Only grown in the Kona districts of Hawaii, the Kona plant produces one of the most expensive types of coffee in the world. First introduced to Hawaii from Brazilian cuttings in 1828, the Kona coffee tree is grown and harvested on more than eight hundred small family farms, each averaging five acres.

Kona coffee blends usually only contain the required minimum 10% Kona beans mixed with beans from other countries.

"Real" Kona is marked as 100% Kona coffee. Kona coffee has a very strong flavor and a very strong aroma.


The Robusta facility, also called Canephora, is at the other end of the quality scale, despite representing 40% of the world's coffee production.

Although easy to grow, disease and weather resistant, and harvested all over the world, Robusta beans have an astringent, woody flavor and are often mixed with Kona or Arabica to mask a hint of flavor.

You can purchase Robusta coffee beans to make your own coffee flavor experiments and blends.

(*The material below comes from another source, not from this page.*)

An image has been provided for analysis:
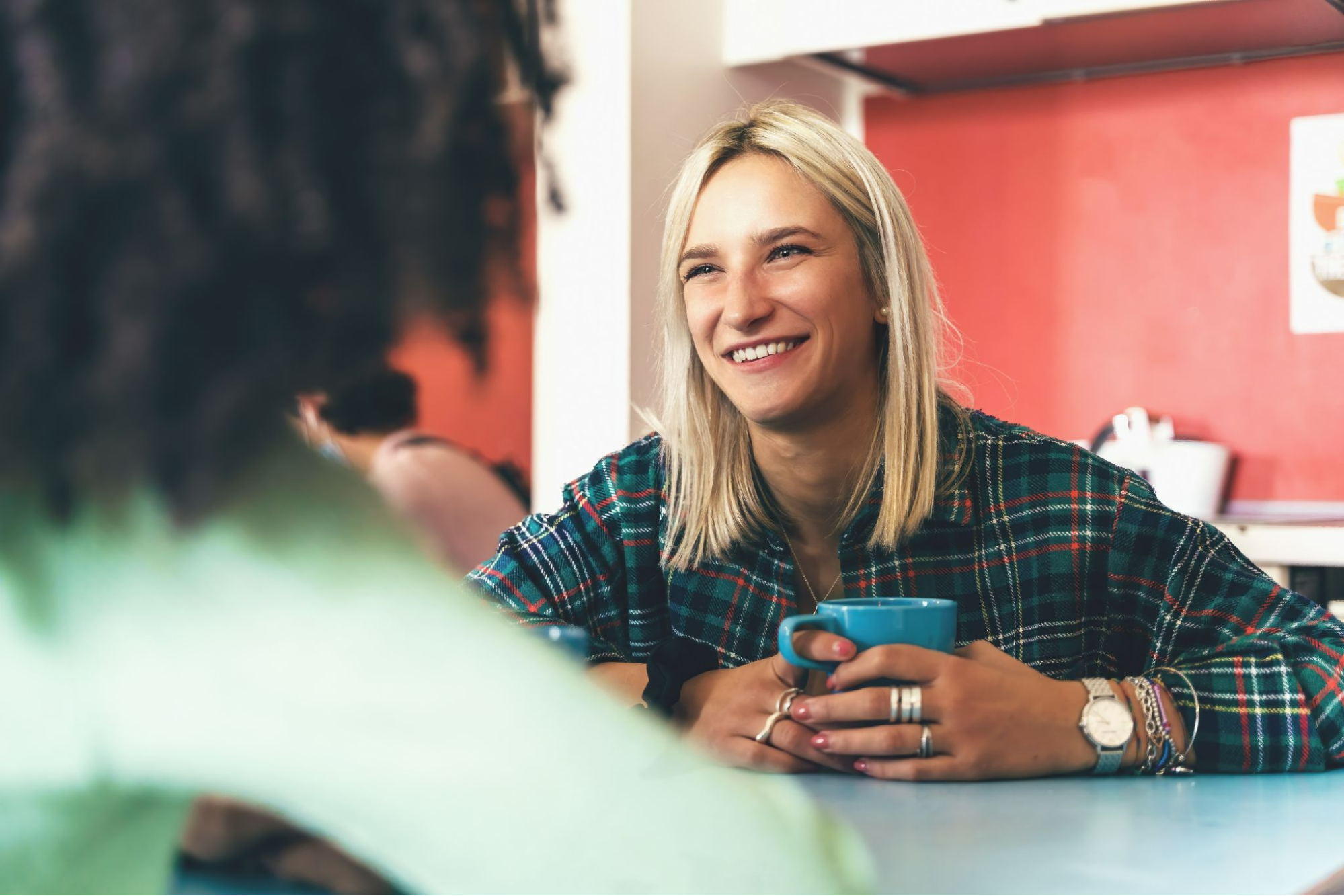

Uganda, Vietnam, India, Brazil, and Indonesia are major sources of Robusta coffee.


The Arabica plant produces coffee with a very delicate flavor that varies depending on the country in which it is grown. Indonesian Arabica creates a spicy coffee, while Jamaican Arabica is known for its low bitterness and mild flavor.

Originating from Indonesia, Java coffee creates a coffee with a strong sweet flavor. The island of Java is also the source of the world's most expensive coffee beans, the kopi luwak variety, where coffee beans are processed in the digestive tracts of small animals called musks.

How much caffeine is in a cup of coffee.

Coffee is not just coffee, it is a mixture of different components that make up the grain. Some of these chemical components are destroyed by roasting the coffee bean.

Other chemical components are not destroyed, and one that is not destroyed is the caffeine contained in coffee beans. When hot water is mixed with ground coffee, a lot of caffeine is extracted from the bean.

Scientists discovered that caffeine was found in coffee in 1820. Caffeine is a mild stimulant. It works by increasing blood pressure and stimulating the central nervous system.

It also stimulates the functioning of the heart and lungs. It also guarantees the formation of urine, works as a diuretic and prevents fatigue.

On the other hand, caffeine also has some very positive side effects: it can relieve migraines because it dilates blood vessels and reduces pain.

It can also reduce asthma attacks. However, caffeine can be associated with other negative things like degenerative diseases or birth defects. Officially, although there is no confirmation of such negative effects.

Coffee beans contain varying levels of caffeine. A regular cup of coffee can contain between 90 and 150 mg of caffeine. Any coffee made in a drip coffee maker contains significantly higher amounts of caffeine.

You can find an average of 115 to 175 mg of caffeine in these drip coffee makers. Other coffee machines have an average amount of caffeine ranging from 80 to 135 mg.

An espresso contains as much caffeine as a regular cup of coffee. You can find up to 100 mg of caffeine per cup of espresso. The serving size of an espresso is much smaller.